- Also known as: Pusho 'El MVP' Mr. Like
- Born: Héctor Emmanuel Birriel Caraballo December 28, 1989 (age 36) Carolina, Puerto Rico
- Genres: Reggaeton; urban music;
- Occupations: Rapper; singer;
- Label: Casablanca Records
- Website: pushocpw.com

= Pusho =

Puerto Rican rapper

Héctor Emmanuel Birriel Caraballo, known professionally as Pusho, is a Puerto Rican rapper and singer.

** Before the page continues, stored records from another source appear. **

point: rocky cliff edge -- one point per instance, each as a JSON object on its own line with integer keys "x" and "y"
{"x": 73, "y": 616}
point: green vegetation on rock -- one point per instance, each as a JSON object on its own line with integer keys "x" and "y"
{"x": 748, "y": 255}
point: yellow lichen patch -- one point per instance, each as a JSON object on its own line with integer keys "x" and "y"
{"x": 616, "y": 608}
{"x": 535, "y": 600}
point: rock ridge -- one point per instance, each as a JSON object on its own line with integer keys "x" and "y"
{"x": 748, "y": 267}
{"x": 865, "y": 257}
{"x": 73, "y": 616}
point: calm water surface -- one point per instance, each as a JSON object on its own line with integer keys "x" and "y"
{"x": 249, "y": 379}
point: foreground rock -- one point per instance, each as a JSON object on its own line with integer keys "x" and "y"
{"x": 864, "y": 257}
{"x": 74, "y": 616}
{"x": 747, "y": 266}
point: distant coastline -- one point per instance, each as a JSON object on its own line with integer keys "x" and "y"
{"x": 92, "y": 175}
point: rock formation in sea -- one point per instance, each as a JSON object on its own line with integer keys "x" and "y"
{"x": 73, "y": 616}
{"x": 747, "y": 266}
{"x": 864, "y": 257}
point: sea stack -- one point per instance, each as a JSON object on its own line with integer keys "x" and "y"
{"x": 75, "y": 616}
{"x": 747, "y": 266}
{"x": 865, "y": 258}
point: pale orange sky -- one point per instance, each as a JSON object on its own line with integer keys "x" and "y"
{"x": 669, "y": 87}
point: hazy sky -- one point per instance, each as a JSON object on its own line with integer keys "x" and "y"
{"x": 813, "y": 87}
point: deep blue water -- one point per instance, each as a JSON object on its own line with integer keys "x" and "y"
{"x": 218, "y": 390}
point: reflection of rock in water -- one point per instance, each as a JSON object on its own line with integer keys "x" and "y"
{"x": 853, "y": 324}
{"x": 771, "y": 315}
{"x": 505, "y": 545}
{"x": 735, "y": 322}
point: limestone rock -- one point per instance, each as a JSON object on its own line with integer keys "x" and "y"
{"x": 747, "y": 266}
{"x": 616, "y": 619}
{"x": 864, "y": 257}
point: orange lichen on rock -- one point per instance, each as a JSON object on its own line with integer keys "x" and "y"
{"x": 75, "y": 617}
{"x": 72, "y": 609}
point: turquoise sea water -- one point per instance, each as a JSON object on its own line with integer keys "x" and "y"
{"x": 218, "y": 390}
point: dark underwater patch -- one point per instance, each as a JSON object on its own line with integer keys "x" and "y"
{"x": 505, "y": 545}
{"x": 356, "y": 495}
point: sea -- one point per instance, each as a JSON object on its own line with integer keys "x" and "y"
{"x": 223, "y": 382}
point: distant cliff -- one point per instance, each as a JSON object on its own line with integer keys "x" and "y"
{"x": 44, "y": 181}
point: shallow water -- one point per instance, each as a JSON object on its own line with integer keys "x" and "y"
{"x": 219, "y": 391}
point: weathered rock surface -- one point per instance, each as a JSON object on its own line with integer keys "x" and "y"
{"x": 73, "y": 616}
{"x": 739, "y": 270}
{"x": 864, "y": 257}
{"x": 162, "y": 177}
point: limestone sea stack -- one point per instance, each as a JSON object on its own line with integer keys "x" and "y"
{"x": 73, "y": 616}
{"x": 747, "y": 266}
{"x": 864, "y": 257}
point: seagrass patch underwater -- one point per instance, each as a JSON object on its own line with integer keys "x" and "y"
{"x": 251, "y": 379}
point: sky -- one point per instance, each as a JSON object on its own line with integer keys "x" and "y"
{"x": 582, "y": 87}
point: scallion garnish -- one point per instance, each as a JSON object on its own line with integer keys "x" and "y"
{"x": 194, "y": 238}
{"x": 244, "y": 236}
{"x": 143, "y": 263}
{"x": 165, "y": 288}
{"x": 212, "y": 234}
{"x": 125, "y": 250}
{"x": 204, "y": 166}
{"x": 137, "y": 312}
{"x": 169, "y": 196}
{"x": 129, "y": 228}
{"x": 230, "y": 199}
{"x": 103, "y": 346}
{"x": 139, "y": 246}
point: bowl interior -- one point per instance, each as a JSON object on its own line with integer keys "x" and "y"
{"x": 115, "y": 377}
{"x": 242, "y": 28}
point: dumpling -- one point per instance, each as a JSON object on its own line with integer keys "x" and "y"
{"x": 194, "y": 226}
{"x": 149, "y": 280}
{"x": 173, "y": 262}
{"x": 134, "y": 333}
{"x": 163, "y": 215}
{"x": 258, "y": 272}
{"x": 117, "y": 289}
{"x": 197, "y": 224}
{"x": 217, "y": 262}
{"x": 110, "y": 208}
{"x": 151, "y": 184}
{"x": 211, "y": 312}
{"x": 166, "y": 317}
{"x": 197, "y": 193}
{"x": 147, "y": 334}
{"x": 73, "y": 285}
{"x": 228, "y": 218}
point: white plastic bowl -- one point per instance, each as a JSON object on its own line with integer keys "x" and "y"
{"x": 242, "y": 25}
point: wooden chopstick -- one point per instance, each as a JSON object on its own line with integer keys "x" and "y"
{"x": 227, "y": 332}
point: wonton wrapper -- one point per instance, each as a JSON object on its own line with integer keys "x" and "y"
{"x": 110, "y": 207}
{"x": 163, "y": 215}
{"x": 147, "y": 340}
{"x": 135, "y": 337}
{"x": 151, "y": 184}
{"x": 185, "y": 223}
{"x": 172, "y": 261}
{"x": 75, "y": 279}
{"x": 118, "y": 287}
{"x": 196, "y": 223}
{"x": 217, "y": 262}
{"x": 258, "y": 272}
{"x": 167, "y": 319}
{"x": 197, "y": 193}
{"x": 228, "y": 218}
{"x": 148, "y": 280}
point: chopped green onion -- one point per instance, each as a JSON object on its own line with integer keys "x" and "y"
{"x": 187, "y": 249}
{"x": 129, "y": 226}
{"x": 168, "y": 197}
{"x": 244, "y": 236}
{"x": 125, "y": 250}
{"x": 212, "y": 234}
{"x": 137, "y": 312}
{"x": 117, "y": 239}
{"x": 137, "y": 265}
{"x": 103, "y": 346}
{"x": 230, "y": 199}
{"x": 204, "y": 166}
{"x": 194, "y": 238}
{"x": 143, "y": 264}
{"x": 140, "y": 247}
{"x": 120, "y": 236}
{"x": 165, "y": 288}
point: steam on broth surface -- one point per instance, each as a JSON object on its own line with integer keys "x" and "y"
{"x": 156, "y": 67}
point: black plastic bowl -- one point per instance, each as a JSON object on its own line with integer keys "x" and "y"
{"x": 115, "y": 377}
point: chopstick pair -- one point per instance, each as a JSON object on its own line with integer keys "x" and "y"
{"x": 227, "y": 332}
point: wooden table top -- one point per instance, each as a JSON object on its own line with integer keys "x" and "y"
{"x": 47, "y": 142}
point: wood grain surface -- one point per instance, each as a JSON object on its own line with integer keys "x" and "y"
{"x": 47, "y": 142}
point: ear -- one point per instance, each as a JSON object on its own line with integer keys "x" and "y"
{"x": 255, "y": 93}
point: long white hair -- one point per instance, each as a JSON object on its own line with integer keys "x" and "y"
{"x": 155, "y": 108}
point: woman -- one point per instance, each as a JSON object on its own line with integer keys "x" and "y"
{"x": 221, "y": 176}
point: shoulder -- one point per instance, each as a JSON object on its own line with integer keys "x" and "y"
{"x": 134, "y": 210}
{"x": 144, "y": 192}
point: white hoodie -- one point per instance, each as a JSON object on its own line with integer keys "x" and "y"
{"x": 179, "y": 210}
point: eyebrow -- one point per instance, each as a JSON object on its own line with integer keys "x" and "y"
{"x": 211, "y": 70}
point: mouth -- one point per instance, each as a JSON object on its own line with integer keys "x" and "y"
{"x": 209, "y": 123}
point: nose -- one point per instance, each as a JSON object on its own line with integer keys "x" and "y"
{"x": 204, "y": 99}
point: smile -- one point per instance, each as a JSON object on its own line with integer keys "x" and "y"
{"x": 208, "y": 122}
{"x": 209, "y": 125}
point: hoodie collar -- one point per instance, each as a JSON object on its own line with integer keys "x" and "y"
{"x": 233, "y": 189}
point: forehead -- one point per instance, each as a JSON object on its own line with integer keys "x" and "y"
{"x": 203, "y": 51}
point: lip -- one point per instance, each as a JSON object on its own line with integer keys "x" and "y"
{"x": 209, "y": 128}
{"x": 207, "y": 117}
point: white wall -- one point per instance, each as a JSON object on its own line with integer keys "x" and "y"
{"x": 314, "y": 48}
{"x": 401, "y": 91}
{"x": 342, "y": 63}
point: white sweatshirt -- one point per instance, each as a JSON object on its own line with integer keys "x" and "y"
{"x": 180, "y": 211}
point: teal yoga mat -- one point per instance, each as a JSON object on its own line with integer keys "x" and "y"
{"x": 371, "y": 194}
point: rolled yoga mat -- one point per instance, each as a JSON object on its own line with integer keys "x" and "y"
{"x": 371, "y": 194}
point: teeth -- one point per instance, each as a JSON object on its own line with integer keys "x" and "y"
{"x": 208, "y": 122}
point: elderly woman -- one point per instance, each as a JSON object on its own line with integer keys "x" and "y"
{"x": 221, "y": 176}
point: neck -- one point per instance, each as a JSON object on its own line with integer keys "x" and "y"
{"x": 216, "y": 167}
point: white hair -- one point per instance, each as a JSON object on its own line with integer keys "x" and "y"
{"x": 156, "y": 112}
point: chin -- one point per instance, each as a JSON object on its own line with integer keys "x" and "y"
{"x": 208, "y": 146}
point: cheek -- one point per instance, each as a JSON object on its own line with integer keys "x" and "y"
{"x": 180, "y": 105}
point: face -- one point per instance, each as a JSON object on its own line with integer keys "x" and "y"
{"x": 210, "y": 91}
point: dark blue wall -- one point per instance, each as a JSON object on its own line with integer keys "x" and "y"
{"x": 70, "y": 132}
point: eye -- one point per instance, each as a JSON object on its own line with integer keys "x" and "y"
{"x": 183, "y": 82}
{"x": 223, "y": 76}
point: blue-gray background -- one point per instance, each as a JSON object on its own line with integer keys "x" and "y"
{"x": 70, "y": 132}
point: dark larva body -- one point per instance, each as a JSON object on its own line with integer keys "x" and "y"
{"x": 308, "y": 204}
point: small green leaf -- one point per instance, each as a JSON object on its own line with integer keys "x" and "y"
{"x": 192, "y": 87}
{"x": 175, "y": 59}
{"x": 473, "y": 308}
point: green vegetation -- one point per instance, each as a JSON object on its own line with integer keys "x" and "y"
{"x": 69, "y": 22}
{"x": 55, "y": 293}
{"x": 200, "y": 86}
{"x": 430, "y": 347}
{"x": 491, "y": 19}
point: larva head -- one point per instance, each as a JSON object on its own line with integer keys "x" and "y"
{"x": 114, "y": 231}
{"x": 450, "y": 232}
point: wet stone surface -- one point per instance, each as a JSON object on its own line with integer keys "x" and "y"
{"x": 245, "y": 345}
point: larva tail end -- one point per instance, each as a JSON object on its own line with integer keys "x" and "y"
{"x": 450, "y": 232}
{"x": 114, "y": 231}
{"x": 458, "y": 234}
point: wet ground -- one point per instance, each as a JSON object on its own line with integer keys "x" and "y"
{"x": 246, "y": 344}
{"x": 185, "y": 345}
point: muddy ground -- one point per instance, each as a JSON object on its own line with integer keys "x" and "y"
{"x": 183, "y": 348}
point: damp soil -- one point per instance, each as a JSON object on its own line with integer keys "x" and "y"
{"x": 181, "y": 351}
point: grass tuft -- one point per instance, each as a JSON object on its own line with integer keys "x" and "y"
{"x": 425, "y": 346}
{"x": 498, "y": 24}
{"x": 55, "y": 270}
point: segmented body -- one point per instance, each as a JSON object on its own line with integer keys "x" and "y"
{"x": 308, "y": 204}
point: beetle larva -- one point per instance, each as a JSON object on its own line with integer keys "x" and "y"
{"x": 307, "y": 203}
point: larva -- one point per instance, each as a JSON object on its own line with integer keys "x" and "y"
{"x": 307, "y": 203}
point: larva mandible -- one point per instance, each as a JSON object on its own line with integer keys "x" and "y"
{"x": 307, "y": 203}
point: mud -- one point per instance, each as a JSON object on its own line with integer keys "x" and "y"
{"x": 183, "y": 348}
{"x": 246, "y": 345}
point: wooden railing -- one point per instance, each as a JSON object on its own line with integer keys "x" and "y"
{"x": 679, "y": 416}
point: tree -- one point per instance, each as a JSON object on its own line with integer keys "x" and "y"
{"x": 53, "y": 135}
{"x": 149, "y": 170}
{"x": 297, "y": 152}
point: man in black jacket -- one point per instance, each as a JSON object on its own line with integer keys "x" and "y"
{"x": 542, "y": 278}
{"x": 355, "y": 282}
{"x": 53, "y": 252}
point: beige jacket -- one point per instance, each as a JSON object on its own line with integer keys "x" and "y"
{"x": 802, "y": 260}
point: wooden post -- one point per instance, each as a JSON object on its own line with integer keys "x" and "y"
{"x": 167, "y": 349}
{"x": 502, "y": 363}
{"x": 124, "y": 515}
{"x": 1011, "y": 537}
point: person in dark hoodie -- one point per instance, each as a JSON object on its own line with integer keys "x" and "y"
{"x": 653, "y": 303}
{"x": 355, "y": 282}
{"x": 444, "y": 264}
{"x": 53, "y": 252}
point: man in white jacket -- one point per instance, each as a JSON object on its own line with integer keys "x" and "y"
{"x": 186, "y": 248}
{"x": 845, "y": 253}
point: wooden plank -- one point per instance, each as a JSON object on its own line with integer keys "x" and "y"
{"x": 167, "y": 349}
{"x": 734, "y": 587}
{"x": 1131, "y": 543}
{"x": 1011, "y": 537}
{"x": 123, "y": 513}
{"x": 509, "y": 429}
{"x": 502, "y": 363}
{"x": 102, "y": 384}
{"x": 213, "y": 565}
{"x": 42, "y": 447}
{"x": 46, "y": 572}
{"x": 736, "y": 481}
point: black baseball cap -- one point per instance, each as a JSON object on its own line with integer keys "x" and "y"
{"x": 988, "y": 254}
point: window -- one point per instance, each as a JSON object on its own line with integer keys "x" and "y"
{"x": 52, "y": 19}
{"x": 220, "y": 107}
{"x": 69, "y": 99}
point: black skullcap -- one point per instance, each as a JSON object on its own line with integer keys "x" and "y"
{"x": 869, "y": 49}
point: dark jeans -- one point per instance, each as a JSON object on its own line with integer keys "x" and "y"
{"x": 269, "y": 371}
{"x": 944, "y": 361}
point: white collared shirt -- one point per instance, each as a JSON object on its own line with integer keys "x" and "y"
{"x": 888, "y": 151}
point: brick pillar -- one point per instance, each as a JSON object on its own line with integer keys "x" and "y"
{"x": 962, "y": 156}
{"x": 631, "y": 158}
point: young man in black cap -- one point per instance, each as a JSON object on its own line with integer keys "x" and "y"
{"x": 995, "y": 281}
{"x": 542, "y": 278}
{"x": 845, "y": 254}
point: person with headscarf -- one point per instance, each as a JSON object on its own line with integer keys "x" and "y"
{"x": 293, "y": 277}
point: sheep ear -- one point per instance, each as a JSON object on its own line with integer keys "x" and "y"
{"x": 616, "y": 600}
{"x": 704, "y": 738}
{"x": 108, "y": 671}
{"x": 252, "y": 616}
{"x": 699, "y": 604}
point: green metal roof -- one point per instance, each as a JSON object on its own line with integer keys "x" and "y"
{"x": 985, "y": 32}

Pusho first came to prominence online, posting songs through Freestyle Mania Music. In 2014, he signed with Casablanca Records and released his debut album, Rookie of the Year. He has also collaborated on songs with such artists as Daddy Yankee, Farruko, Miky Woodz, JKing & Maximan, J Alvarez, Cosculluela, De La Ghetto, Ozuna, Benni Benny, El Sica, D. OZi, and producers such as Musicólogo y Menes, Montana "The Producer", Franfucion, and others.
Pusho is also a father of two girls.

== Arrests ==

He has had problems with the law, being charged twice of possessing illegal guns, leading him to be arrested one time in the neighborhood of Miramar Santurce, Puerto Rico with another man called Juan Thomas George of 32 years of age. Police reported that both men were caught carrying "two illegal firearms," one of 0.9 and another 0.40 millimeters, and $1,228 in cash and a white 2015 Mercedes-Benz, which was also seized by police. Pusho was again arrested in Chile along with another man for having illegal guns It resulted in him having to cancel his presentations in the country.